By re-appropriating common, functional environments such as those found along highways, or even the highway itself, and simply proposing to highlight their physical and aesthetic qualities, Johan Zetterquist asks fundamental questions about their status and meaning in a broader humanistic sense. His 'proposals for public art' are often based around objects so generic and lacking of site specificity that the absurdity of the proposal becomes a driver, a machine that never stops jerking as long as we still consume, drive, construct and build fences. In a further perspective, we as viewers are confronted with dystopic images, glimpses of scenarios where these mundane sites appear as poetic fragments of a bygone era of human dillusion and hubris.

As well as they can be physical, 'proposals for public art' can be highly theoretical, or at least hypothetical. In a simple statement, presented as solid block-shaped letters against a white background, framed, a new thought presents itself. Highly banal yet thought-provoking, the black letters serve the only purpose of playing a tune in repeat in our ears that is incompatible with the way society is currently modulated.

Or as put by Judith Manzoni: "In an art world overflowed with the use of violent, shocking or scatological imaginary, the use of intelligent humour and meaningful absurdity arises as surprisingly subversive, as an intellectual art that playfully criticizes the comfortable approval of the status quo while making no concessions to political correctness."

'Proposals For Public Art', Saturday December 14, 6 pm, IFP Studio

More about Johans work can be found here.

IFP Sessions #4: Hans van Houwelingen

 

On November 24, the Institute For Provocation here in Beijing will host a talk by the Dutch conceptual artist and sculptor Hans van Houwelingen.

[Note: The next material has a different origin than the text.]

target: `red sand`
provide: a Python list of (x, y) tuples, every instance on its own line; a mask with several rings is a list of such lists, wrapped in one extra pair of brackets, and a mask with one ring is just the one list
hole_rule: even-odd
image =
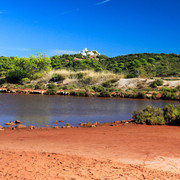
[(180, 179), (180, 127), (0, 131), (1, 179)]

Hans van Houwelingen mostly works within the realm of public space and his artworks often take on ideological contradictions and ambiguities, representing them in a physical form.

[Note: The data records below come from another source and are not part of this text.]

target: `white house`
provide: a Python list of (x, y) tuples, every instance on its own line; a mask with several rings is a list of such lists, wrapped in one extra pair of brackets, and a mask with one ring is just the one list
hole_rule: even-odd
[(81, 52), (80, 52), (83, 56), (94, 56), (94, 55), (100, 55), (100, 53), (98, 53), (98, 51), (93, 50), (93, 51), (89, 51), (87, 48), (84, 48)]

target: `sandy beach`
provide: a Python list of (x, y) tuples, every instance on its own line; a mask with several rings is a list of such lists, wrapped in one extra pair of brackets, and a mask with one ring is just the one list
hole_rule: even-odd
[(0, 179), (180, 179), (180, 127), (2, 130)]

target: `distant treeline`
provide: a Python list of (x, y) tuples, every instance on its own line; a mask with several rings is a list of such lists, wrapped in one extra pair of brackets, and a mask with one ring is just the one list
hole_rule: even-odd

Feel free to join us at the IFP Studio, heizhima hutong 13 at 6pm. More information about the artist here.

UPDATE:

The talk was very interesting and lead to the eventual interruption of the presentation as a discussion over one of the works (proposal for a memorial for guest workers in Rotterdam) became extensive. Indeed the conceptual nature of Hans' works are open to interpretations and criticism of various kind, and I definitely enjoy the way he discusses the meaning of things, rather than their formal attributes.

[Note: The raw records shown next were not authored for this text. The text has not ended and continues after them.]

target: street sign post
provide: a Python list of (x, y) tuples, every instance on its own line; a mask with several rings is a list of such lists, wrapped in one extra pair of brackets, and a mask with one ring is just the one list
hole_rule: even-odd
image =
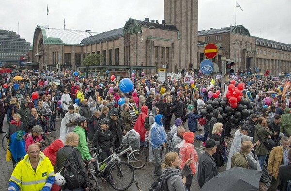
[(213, 63), (209, 59), (203, 60), (201, 64), (200, 70), (204, 75), (209, 75), (213, 72)]
[(213, 43), (209, 43), (204, 47), (204, 54), (210, 59), (215, 57), (218, 52), (217, 46)]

Below some photos of the talk.

IFP Sessions No 1

In the past few weeks I have been planning a lecture series hosted by Institute For Provocation, the art organization with which I share my studio space here in Beijing. The lecture series we call IFP Sessions is a public event and a contribution to the wider discourse on art, architecture and design in China. For each session we invite someone to present their recent work, followed by a talk with other invited guests. Our ambition is to create a forum for artists, researchers and designers based in or visiting China, to share and discuss their work. Last Wednesday we hosted a lecture by Brendan McGetrick who is a writer, editor and curator, to present his work as curator of the exhibition Un-Named Design at the Design Biennale in Gwangju, Korea. The exhibition was initially a collaboration with Ai Weiwei but following his arrest in April, was carried out by Brendan as chief curator together with Michelle Liu, Naihan Li and a group of students from the Oslo School of Architecture. The lecture was followed by a discussion with artist Tudor Bratu (currently in residence with IFP), art critic Mia Yu (PhD researcher on Chinese art at McGill) and architect Anu Leinonen.

Brendan's essay about the project for Gwangju biennale can be read here.

Below a few photos from the session. The next IFP Session will be on Nov 30 when architect Jordan Kanter will present his research on Tiananmen square and Mao symbolism.